The samples that cryo-EM analyzes can be small in more than just their concentration. This technology enables researchers to generate high-resolution 3D models of objects on a near-atomic scale, providing an unprecedented view of some of the world’s smallest particles.

Advances in cryo-EM technology over the past few years have enabled resolutions so detailed that researchers can identify individual proteins inside a cell. Some cryo-EM systems can reveal the positions of individual atoms.

That level of detail could revolutionize advancements in bioengineering, which can lower some medical costs, discover new treatments and enable more functional bionic prosthetics. The more granular scientists can get with their research, the more innovative breakthroughs can result.

Challenges with Cryo-EM

The benefits of cryo-electron microscopy are impressive, but it’s not a perfect technology, either. Some challenges remain, making other analysis methods a better choice in some circumstances.

High Noise Levels

Many cryo-EM scans have issues with noise. One of the reasons this technology can preserve samples’ native state is that it uses lower electron doses on top of freezing the samples. As a result, molecules with low electron absorption like hydrogen and nitrogen — some of the most abundant elements in the universe — can be difficult to render in detail.

Recent advancements have made cryo-EM scans much more detailed.
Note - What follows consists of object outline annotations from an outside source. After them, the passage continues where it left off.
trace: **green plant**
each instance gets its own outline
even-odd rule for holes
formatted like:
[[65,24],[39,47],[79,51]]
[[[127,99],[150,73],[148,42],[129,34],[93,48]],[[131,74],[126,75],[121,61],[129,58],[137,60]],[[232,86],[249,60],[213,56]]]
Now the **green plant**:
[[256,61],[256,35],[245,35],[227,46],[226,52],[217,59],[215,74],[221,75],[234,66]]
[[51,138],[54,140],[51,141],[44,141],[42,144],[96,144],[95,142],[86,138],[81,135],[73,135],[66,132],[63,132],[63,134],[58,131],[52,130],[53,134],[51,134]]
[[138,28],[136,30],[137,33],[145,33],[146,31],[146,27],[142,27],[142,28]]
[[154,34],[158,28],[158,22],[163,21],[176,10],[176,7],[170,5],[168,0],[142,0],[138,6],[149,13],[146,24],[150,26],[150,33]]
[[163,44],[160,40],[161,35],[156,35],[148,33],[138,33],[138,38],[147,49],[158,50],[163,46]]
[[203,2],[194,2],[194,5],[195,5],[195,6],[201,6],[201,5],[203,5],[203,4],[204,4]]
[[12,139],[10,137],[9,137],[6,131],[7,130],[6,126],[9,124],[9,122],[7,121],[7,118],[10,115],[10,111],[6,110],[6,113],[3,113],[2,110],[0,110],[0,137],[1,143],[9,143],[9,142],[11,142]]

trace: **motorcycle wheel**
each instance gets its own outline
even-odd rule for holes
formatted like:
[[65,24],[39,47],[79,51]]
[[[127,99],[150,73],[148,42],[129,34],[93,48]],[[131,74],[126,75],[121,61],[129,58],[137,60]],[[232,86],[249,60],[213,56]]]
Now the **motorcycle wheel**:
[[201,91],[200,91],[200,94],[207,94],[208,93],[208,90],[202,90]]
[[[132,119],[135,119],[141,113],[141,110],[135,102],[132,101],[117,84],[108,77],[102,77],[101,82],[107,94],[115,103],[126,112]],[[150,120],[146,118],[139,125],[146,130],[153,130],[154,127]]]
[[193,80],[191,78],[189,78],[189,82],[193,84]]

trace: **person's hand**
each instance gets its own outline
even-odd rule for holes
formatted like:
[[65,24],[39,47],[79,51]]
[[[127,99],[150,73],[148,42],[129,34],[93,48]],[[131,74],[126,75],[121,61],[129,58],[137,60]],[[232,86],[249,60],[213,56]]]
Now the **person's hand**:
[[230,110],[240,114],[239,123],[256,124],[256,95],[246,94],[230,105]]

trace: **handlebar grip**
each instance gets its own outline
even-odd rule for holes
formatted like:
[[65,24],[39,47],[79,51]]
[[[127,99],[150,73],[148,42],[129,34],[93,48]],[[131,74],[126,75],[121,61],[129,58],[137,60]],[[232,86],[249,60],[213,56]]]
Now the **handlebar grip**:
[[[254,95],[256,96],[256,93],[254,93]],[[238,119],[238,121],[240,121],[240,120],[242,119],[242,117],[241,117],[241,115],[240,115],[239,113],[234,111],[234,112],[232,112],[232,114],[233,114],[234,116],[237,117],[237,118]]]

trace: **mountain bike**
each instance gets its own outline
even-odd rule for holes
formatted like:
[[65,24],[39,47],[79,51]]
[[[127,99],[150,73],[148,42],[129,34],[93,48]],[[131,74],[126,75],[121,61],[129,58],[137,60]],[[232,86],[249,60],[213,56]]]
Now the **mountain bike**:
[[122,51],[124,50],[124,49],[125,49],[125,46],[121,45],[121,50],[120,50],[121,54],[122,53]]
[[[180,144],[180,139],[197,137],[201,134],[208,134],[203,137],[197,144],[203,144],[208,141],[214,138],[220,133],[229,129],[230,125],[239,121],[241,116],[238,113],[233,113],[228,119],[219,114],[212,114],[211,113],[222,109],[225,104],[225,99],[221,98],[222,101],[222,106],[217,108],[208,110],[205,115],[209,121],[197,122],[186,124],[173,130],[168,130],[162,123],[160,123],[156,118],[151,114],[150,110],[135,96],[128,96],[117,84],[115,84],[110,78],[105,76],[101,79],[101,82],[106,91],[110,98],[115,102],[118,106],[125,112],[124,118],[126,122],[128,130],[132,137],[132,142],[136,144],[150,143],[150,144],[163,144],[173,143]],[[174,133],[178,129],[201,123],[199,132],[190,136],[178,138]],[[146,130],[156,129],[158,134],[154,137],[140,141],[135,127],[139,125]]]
However, noise can still be an issue, especially in older systems without modern upgrades, hindering the analysis of some smaller samples.

Significant Room for Error

Cryo-electron microscopy is also a fairly complex process. There are more steps than conventional TEM methods, and each of these requires high precision. Consequently, the process introduces more room for human error.

Most people using cryo-EM machinery are highly experienced and trained professionals. Still, even leading experts can make mistakes, and even simple errors can jeopardize the reliability of a research project. Automated cryo-EM systems provide a solution, but these technologies are still fairly new and aren’t yet widespread.

Cryo-Electron Microscopy Is a Revolutionary Technology

Cryo-EM may not be perfect, but it remains one of the best technologies for understanding the microscopic world. As it continues to improve, it could revolutionize the fields of microbiology and biotechnology. Learning about this process, its applications and its benefits is the first step to making the most of it.